Here is how this argument falls apart, and why robotics companies are off to the other options on this list.

Scaling via Internet Data

The single biggest problem of internet data is embodiment gap. Namely, predicting someone do it ≠ doing it by oneself.

The diagram below explains it. When training VLM/LLM, the model’s task is literarily just predicting the next token as if the model was the author of the context. But for RFM, it must also understand the task from the perspective of the robot. In the figure, it means that the RFM not only needs to know that it need to lift the knife to cut the tomato, but also how the robot would move its motors to achieve such functionality. The data for the latter is generally missing from the internet, because it is robot-specific.

The only embodiment-gap-free data for RFM would be the first-person view and proprioception data from the robot itself, the exact definition of our next option: scaling via demonstration.

However, this does not mean internet data is useless. With the right induction bias and symbolic representation, they can be used to boost the diversity of data and performance in scene understanding during pre-training. In practice, this could mean:

1. Use a pre-trained VLM backbone as image and text encoder;
2. Train RFM to extract some common representation from internet data that may be helpful for scene understanding. We explored this idea in our recent work ARM4R (using 4D representation): using human videos to boost RFM pre-training performance.

🔥 Representation matters! Especially when it comes to what you pass down from system 2 to system 1.

🧠 In this work we show that vision + 3D + temporal representation yields better results than previous VLAs.

🤖 And we all know what's the next step – humanoids. https://t.co/PTm82pLl64

— Haoru Xue (@HaoruXue) February 24, 2025

Scaling via Demonstration (Teleoperation)

Teleoperation means hiring a worker to control a robot to perform a task. A bit like puppetry. An example would be the popular Mobile Aloha platform.

Let me restate the motivation for teleoperation as discussed above: teleoperation makes training RFM logically similar to training LLM from a data perspective. With minimal embodiment gap, next token prediction is all you need (maybe plus some diffusion).

Although behavioral cloning is nothing new, the success of LLM in 2023 motivated its scaling and inspired early works such as Aloha and diffusion policy. Now nearly every robotics company either houses a fleet of operators to tele-operate their robots to collect data, or outsources this to emerging robotics data companies.
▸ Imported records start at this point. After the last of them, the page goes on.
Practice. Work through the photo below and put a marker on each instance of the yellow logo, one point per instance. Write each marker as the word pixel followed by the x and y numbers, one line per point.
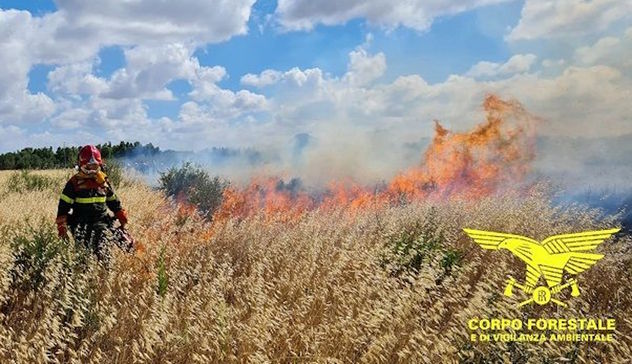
pixel 550 258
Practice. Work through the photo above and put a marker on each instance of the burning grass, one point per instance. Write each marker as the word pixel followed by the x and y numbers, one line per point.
pixel 391 284
pixel 356 274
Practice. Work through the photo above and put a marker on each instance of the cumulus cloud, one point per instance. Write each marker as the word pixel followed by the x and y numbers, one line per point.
pixel 415 14
pixel 519 63
pixel 567 18
pixel 143 21
pixel 266 78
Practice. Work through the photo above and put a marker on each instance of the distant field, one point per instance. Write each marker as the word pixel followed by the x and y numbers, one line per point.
pixel 384 285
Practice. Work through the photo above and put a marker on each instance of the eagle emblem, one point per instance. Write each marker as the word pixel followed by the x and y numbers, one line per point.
pixel 570 253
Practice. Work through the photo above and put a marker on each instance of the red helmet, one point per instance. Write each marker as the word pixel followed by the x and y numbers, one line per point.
pixel 89 154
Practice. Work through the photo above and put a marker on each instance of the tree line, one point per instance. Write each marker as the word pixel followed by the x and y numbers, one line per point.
pixel 66 157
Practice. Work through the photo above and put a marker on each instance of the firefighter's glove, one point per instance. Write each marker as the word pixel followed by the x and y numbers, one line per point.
pixel 121 215
pixel 62 226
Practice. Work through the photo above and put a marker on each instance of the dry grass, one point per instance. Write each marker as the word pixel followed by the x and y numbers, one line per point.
pixel 324 288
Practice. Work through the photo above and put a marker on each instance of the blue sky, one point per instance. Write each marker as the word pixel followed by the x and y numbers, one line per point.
pixel 196 74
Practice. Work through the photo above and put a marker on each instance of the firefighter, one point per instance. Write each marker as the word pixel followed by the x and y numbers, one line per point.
pixel 84 202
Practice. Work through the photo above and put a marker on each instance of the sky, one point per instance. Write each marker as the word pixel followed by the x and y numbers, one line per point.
pixel 358 77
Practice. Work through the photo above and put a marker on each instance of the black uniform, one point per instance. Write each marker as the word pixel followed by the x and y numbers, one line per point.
pixel 85 202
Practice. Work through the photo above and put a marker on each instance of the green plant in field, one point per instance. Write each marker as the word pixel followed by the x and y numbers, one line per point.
pixel 408 250
pixel 25 181
pixel 196 186
pixel 163 278
pixel 33 250
pixel 451 258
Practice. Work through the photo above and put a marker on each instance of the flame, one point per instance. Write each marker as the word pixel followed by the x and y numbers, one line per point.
pixel 495 154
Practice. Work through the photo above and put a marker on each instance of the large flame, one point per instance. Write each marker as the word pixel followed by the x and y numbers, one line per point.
pixel 495 154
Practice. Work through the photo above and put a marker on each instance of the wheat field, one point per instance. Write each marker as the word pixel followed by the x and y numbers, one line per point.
pixel 387 285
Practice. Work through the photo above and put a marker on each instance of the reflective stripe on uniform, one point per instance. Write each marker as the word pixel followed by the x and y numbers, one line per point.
pixel 90 199
pixel 66 198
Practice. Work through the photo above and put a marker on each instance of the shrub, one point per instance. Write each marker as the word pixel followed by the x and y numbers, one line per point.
pixel 196 186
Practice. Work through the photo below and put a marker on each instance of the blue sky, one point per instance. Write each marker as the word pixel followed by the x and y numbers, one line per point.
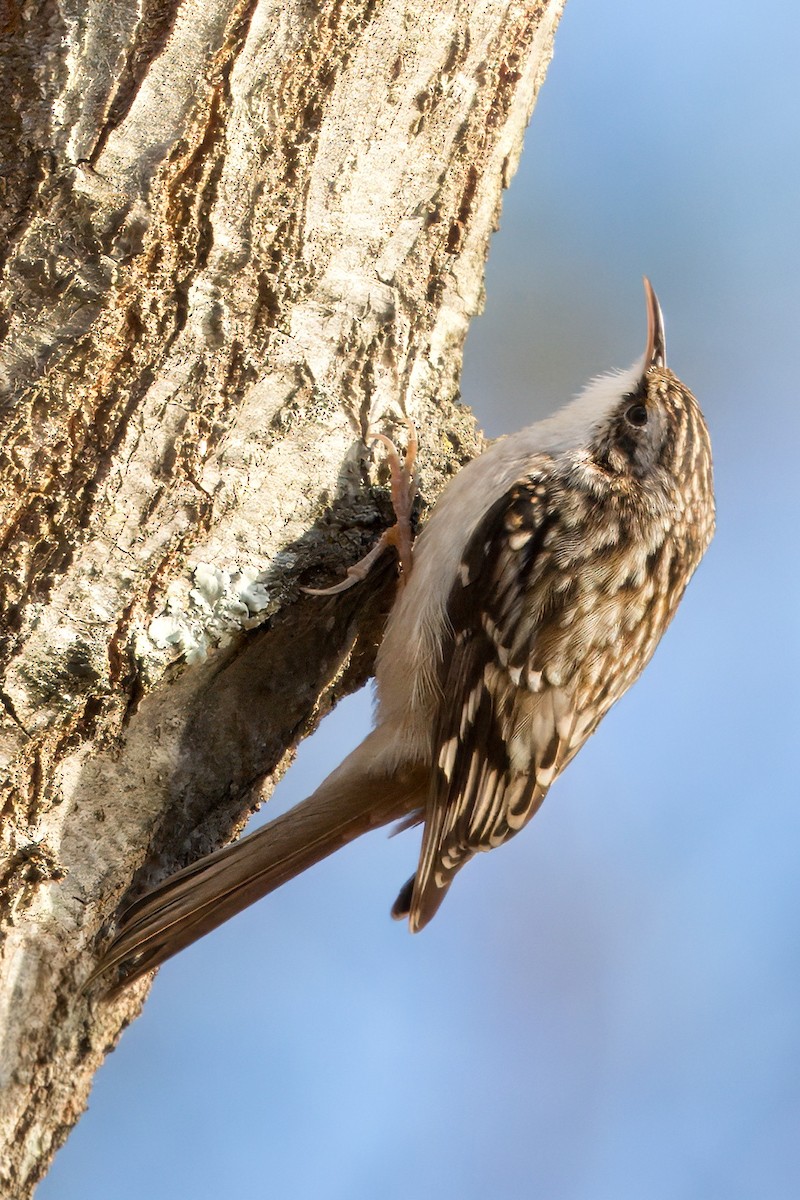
pixel 607 1008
The only downside of this pathway is the cost. Besides the cost of hosting and operating thousands of robots, there are more alarming issues:

1. Cost of data diversity: the more non-standardized, long-tail scenarios the robot needs to cover, the more costly the teleoperation setup will be. You can have a thousand robots collecting cloth-folding data in front of a table this month, but imaging that next month you want them to roll wheelchairs for the elderly outdoor. For more standardized factory and warehouse applications, this is less of an issue; for household and outdoor tasks, it will be problematic.
2. Value of data after robot upgrade: if your RFM heavily depends on embodiment-gap-free data, then the teleoperation data becomes less useful every time you upgrade your robot hardware to the next generation (aka a new embodiment), which is rapidly happening at this time when every company is still prototyping for the optimal design to go to market.

In conclusion, I think in the short term, scaling via demonstration is still the most viable pathway, assuming the scaling law for LLM also holds for RFM. However, from this point on, let’s be creative and imagine what new tech can be the game changer for this.
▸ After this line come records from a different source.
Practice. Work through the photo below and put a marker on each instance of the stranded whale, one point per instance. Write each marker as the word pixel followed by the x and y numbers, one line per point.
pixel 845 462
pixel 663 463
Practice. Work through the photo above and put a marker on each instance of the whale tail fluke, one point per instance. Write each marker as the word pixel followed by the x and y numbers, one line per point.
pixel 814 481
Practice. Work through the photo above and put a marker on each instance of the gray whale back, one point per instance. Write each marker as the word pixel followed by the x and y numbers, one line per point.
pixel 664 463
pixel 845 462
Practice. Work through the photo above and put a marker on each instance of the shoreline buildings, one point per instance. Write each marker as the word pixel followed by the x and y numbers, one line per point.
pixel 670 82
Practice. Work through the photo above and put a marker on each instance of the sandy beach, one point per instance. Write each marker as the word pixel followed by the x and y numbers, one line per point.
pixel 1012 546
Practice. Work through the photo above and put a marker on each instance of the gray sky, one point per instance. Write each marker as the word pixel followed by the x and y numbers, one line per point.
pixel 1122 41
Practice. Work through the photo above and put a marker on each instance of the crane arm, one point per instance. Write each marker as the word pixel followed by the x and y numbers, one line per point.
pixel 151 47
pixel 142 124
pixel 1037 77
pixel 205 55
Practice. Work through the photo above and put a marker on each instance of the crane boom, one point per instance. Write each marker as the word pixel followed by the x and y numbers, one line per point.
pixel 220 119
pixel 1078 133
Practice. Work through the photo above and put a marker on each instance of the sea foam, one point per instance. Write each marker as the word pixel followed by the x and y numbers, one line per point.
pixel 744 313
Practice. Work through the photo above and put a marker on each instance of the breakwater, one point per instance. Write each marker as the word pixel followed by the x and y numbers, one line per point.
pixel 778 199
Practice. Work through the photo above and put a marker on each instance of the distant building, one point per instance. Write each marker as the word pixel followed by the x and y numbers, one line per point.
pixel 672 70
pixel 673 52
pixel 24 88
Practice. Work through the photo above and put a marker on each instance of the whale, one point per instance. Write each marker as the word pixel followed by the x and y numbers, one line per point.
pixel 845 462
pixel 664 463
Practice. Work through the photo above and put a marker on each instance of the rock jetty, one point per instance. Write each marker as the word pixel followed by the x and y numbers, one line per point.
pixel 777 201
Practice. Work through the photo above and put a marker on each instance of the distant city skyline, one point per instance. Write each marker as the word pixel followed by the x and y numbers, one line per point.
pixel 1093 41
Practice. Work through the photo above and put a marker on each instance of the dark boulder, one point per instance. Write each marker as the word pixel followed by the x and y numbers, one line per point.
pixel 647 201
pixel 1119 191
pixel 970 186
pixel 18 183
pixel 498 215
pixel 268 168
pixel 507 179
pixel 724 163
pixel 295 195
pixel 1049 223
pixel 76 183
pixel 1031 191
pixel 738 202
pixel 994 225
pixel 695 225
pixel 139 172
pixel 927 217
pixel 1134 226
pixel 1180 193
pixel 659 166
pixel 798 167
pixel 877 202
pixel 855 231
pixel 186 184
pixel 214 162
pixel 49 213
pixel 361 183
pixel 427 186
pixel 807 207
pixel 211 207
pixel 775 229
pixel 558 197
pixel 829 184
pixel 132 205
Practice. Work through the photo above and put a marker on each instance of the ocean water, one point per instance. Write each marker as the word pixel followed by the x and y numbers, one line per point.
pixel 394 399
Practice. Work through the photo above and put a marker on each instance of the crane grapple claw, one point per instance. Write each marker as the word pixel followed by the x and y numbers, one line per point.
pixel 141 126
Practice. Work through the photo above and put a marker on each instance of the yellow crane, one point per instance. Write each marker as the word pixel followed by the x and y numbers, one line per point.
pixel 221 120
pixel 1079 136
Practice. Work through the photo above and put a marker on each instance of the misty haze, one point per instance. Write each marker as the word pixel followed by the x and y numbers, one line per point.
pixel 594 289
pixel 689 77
Scaling via Generative Simulation

Out of the two more “novel” pathways to data scaling I’m going to talk about next, generative simulation is the more practical one (and I’m almost certain that some companies with large simulation engineering teams are already working on it).

Basically, if robotics simulations (like IsaacSim and Genesis) can cover as diverse scenarios as possible, then it can be the new “real”. You can ask the simulator, which can have some prompting, function calling, text-to-3D, and procedural generation pipeline, to generate diverse scenes based on your textual and visual description. You can ask the simulation to generate 100 different homes, and ask the tele-operator (wearing some kind of VR and whole-body tracking device) to perform tasks in it.
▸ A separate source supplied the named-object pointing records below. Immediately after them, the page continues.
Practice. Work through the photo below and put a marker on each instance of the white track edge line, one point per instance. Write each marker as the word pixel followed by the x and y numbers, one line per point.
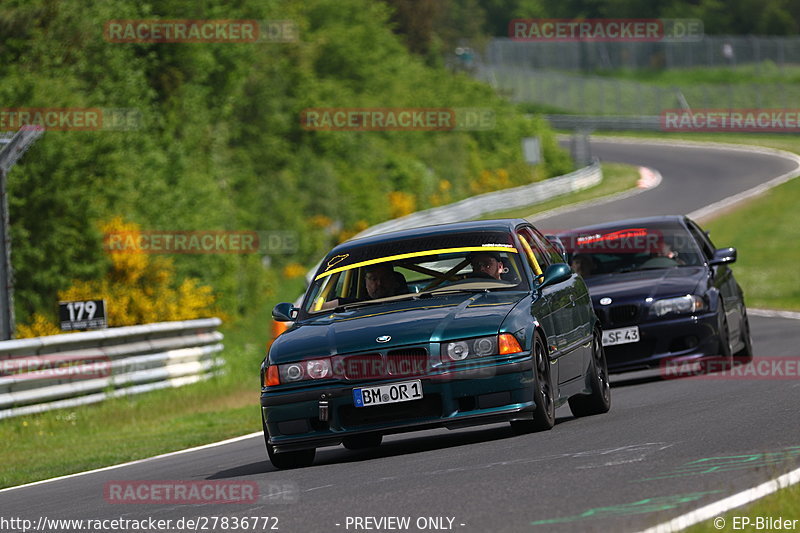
pixel 138 461
pixel 726 504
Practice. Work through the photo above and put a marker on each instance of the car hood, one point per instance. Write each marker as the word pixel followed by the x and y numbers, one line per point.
pixel 655 283
pixel 411 322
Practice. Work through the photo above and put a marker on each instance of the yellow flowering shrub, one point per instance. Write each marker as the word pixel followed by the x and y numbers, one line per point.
pixel 39 326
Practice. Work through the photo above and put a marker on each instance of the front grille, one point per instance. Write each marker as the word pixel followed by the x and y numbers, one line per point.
pixel 428 407
pixel 621 315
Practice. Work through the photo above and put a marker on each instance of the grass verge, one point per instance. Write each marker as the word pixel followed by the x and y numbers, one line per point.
pixel 617 177
pixel 65 441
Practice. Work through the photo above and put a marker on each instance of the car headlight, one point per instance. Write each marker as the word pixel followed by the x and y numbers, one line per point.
pixel 690 303
pixel 305 370
pixel 460 350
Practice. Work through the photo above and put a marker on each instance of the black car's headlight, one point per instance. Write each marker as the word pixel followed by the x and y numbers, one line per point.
pixel 502 344
pixel 690 303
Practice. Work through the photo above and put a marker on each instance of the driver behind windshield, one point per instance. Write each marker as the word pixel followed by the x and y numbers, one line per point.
pixel 380 281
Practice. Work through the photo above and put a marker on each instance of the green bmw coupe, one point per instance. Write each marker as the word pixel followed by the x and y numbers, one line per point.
pixel 450 326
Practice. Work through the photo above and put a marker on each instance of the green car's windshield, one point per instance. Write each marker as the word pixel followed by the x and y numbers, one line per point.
pixel 469 262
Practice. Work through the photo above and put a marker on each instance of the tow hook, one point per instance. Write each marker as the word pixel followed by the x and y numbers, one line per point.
pixel 323 408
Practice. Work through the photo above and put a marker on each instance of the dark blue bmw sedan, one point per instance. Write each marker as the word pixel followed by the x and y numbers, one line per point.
pixel 443 326
pixel 663 292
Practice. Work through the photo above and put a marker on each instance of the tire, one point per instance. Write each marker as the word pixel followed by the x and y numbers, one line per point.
pixel 362 442
pixel 599 400
pixel 745 355
pixel 287 460
pixel 544 416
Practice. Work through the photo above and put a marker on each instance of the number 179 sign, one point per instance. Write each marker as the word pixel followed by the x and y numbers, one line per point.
pixel 88 314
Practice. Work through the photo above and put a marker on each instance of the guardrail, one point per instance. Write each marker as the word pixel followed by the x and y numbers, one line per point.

Early works for this idea is already out there, such as RoboCasa and Genesis. It just requires a good amount of engineering effort to scale it into production level.

The benefits of generative simulation are

1. Lower data collection cost: fewer concerns with maintaining a robot fleet, although the value of data after robot model upgrade is still an issue.
2. Enabling the collection of privileged information: you can collect information typically not obtainable in real world to guide your policy improvement, such as detailed touch and contact sensing.
3. Small embodiment (Sim2Real) gap: simulators are generally good at modeling physical interactions, compared to the world-model scaling method we will discuss next.
4. Enabling RL fine-tuning: similar to the Deepseek R1 story, I believe that the right fine-tuning pipeline for robotics is RL, which might be too costly and unsafe to do in real, but easy to do and supervise in simulator.

Downsides of generative simulation includes the upfront R&D cost if it is to be done in-house, and the seemingly unavoidable Sim2Real gap for accurate whole-body control and fine-grained object manipulation. However, I do anticipate the later to be more-or-less resolved in the next year via good research – a topic for another blog post.

Scaling via World Model

The last and most imaginative scaling pathway is world model, which I can give a layman’s definition of “video generation model that is really good at predicting realistic physics” for the purpose of this conversation.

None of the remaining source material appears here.